I’ve recently been rereading Learning Evangelism From Jesus by Jerram Barrs. It’s a fantastic book if you’ve not read it before. Naturally, being a book on evangelism, it’s drawn my attention to the intentionality Jesus had with ‘sinners’. Now in one sense, the word ‘sinner’ encompasses both believers and unbelievers as none of us have escaped entirely the grasp of sin on our life. But often in the New Testament we see the word ‘sinner’ used to reference prostitutes, drunkards, gluttons, tax collectors, etc. In this sense we see ‘sinner’ used as a specific label for societal outcasts and unbelievers. These people were lost socially, morally, and spiritually. Jesus though had a significant desire to seek and save the lost. So should we.
Take for instance the story of Zacchaeus in Luke 19. If you’re unfamiliar with it, take a second and read verses 1-10. Zacchaeus we’re told was a rich, chief tax collector. Everyone hated and despised him. Like most tax collectors, he used his position to gain great power and wealth. As you can imagine, Zacchaeus didn’t have many friends. But on this particular day we read that something amazing happens to him – Jesus invites himself to Zacchaeus’ home, much to the disapproval of the crowd gathered around. Jesus, in going to Zacchaeus’ house was breaking all sorts of social, religious, and moral barriers. That didn’t stop him, but I wonder if it’d stop us? We see at the end of the story that because of Jesus’ intentionality with Zacchaeus he actually becomes a believer.
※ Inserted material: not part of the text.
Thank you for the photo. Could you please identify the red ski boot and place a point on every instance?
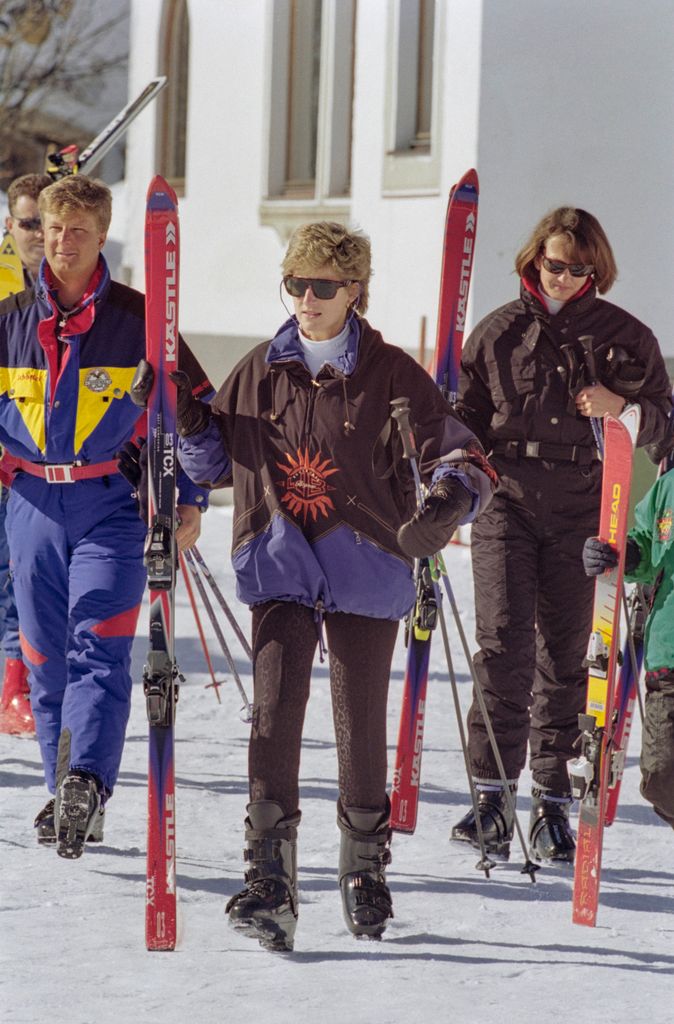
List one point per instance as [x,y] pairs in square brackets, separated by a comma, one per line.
[15,714]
Admittedly this story is both encouraging and convicting for me. You see, I’m greatly encouraged as I reflect on the power of the gospel to save the lives of those that are lost. I’m encouraged as I think about the beauty of Jesus’ love for the unlovable. But despite this encouragement, I find myself convicted as I think about the lack of time I actually spend around unbelievers. I often give lip service to the importance of establishing relationships with those that don’t believe in Jesus, yet as I think about my life it’s easy to see the numerous ways I’ve retreated to the comfort of my Christian bubble. I often try to justify why I do, but really it’s nothing more than a bunch of excuses to perpetuate my nice, comfortable lifestyle. In my quest to fulfill my own desires and agenda I’ve realized that I easily remove from my life the very thing that Jesus calls me to – fellowship with ‘sinners’. Jesus treated non-Christians with honor and love and I need to do the same. That might not always be easy, but every day Jesus comes to me in my rebellion; how foolish and arrogant of me not to follow in his footsteps with others?
In his book Jerram says, “The commitment to mercy, compassion, love, and service is the calling of every Christian, and it is that calling that leads us into close personal relationships with unbelievers around us.” Jesus throughout the New Testament loved spending time with unbelievers and as a result they enjoyed being around him! We need to ask ourselves, “Do unbelievers enjoy being with us?” As you reflect on that question, where is God calling you to be more intentional with non-Christians?